Olympiastadion in München, 73'132 Zuschauer sind gekommen. Und die meisten sind schon lange vor dem Anpfiff da, denn es gibt etwas zu bestaunen. Nicht nur die eigenen, die Bayern, nein. Der beste Fussballer der Welt präsentiert sich: Diego Armando Maradona. Mit Napoli steht der argentinische Weltmeister im Halbfinal des UEFA-Cups.
Und Maradona gibt den Fans, was sie wollen – wohl ohne, dass es ihm bewusst ist. Als während des Aufwärmens der Hit «Life is Life» von Opus aus den Lautsprechern ertönt, schnappt sich Diego einen Ball und jongliert mit ihm. Tanzt mit ihm. Liebkost ihn wie eine Geliebte.
Es ist ein ganz grosses Schauspiel, das Diego Armando Maradona aufführt, die Schuhbändel offen, das Trainerjäckli zwei Nummern zu gross:
Dank zwei Toren des Brasilianers Careca holt Napoli im Rückspiel in München ein 2:2. Das reicht für den Einzug ins Endspiel, denn zuhause hatten die Süditaliener zuvor mit 2:0 gewonnen. Careca und Andrea Carnevale trafen jeweils nach Vorarbeit Maradonas.
Die Entscheidung wird im UEFA-Cup in Hin- und Rückspiel ermittelt – und noch einmal trifft Napoli auf einen Bundesligisten. Der VfB Stuttgart hatte im Halbfinal den DDR-Vertreter Dynamo Dresden knapp eliminiert.
Der VfB hat ein richtig starkes Team: Eike Immel im Tor, den Freistosskönig Karl «Knallgöwer» Allgöwer, Guido Buchwald ist Kapitän, Maurizio Gaudino führt Regie und vorne sind Jürgen Klinsmann und Fritz Walter für die Tore zuständig. Aus dieser Zeit stammt auch Walters Bonmot: «Der Jürgen und ich, wir sind ein gutes Trio. Ich meinte: ein Quartett.»
Das Hinspiel findet in Neapel statt. Im Hexenkessel San Paolo bringt Gaudino die Gäste vor über 80'000 Fans in Führung. Doch Maradona persönlich und einmal mehr Careca, der Torschütze vom Dienst, korrigieren dies und sorgen für einen 2:1-Heimsieg.

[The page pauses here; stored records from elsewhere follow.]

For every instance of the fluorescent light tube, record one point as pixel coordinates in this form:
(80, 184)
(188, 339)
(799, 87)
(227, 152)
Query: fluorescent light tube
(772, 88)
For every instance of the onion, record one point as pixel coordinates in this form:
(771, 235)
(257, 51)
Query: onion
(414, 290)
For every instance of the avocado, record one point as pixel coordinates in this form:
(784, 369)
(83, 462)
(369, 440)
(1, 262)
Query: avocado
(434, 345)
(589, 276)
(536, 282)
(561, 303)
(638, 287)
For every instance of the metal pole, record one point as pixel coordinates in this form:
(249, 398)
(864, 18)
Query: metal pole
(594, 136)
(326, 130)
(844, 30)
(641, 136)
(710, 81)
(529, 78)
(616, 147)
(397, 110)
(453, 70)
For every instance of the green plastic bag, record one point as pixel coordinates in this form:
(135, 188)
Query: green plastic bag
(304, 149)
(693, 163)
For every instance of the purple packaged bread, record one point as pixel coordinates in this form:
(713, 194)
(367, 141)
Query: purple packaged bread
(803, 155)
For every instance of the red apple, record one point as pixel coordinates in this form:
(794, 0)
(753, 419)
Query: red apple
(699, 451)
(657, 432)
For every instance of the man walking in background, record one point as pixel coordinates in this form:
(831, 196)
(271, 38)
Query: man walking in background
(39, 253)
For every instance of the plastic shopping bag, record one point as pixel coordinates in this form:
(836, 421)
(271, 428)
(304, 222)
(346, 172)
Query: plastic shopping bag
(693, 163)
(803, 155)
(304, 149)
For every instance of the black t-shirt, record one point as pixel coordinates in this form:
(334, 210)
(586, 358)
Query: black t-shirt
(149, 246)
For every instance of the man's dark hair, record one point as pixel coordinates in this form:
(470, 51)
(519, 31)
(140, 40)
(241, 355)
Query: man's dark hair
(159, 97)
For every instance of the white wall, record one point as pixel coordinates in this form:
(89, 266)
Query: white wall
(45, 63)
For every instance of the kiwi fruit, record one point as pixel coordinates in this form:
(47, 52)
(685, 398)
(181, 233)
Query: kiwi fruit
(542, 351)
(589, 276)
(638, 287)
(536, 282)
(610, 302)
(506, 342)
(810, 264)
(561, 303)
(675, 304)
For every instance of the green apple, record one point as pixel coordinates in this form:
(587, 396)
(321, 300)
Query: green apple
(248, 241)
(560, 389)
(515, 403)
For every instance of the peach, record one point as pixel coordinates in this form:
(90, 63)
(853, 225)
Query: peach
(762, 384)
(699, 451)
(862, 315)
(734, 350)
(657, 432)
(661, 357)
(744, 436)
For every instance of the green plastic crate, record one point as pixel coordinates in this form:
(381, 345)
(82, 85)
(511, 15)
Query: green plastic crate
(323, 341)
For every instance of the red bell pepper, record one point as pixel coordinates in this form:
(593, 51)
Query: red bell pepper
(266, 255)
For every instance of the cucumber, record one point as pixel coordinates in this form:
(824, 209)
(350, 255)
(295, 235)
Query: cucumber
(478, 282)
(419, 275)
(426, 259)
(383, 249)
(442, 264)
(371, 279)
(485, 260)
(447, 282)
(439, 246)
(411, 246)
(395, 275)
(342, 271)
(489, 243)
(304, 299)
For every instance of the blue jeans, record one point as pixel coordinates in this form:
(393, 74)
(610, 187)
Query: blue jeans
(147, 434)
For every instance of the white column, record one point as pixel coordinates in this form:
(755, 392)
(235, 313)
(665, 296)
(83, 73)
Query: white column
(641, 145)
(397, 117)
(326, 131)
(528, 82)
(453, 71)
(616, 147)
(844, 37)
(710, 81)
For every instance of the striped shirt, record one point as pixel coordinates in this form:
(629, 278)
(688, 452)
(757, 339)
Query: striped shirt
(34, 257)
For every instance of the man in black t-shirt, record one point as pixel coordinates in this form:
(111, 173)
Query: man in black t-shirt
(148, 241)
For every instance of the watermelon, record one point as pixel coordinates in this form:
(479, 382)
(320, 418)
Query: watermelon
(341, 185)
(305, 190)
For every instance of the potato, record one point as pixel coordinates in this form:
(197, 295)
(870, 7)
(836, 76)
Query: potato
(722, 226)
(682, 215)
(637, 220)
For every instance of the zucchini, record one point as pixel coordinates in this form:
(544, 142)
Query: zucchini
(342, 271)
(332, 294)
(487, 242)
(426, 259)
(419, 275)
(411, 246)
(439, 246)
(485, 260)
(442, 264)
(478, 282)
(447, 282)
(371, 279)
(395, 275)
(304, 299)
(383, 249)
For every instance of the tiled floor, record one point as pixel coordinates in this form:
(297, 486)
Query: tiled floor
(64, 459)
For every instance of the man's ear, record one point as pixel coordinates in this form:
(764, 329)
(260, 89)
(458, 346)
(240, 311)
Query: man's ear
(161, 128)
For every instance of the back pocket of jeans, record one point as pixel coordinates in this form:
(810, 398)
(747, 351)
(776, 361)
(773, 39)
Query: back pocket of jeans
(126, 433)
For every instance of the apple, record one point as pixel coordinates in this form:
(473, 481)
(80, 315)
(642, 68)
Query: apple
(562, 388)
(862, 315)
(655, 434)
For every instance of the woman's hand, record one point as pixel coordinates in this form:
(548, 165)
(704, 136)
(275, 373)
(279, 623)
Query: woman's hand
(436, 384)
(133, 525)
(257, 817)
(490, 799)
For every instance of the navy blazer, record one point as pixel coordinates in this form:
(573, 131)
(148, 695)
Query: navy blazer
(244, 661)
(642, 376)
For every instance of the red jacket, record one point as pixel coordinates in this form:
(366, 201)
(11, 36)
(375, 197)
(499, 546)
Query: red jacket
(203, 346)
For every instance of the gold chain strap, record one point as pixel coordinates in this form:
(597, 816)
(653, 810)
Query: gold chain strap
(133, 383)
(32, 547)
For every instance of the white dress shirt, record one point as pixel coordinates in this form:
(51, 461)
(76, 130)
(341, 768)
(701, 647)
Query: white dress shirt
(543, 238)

Zwei Wochen später kommt's im Neckarstadion zum Rückspiel – und Diego Maradona zaubert auch in Stuttgart beim Aufwärmen. So hat es jedenfalls Jürgen Klinsmann in Erinnerung.
«Klinsi» erwähnt ebenfalls den Opus-Song, der auch vier Jahre nach seinem Erscheinen noch schwer angesagt ist: «70'000 Leute im Stadion schauen zu, wie sich Maradona aufwärmt. Wir auf der anderen Seite machen uns wie Deutsche warm: seriös, fokussiert. Dann wird ‹Live is Life› gespielt und zu diesem Rhythmus beginnt Maradona, den Ball zu jonglieren. Wir haben unser Warm-up unterbrochen und schauten hinüber: Was macht der Typ da? Wir konnten gar nicht mehr aufhören, hinzuschauen.»
Als es ernst gilt, ist nach einer Stunde klar, dass der UEFA-Cup-Sieger 1989 Napoli heissen wird. Mit 3:1 führen die Italiener zu diesem Zeitpunkt. Stuttgarts Tore fallen zu spät, erst in der Nachspielzeit kann Olaf Schmäler auf 3:3 ausgleichen. Gleich danach ist Schluss. Die SSC Napoli gewinnt zum ersten – und bis heute zum einzigen Mal einen europäischen Klubwettbewerb.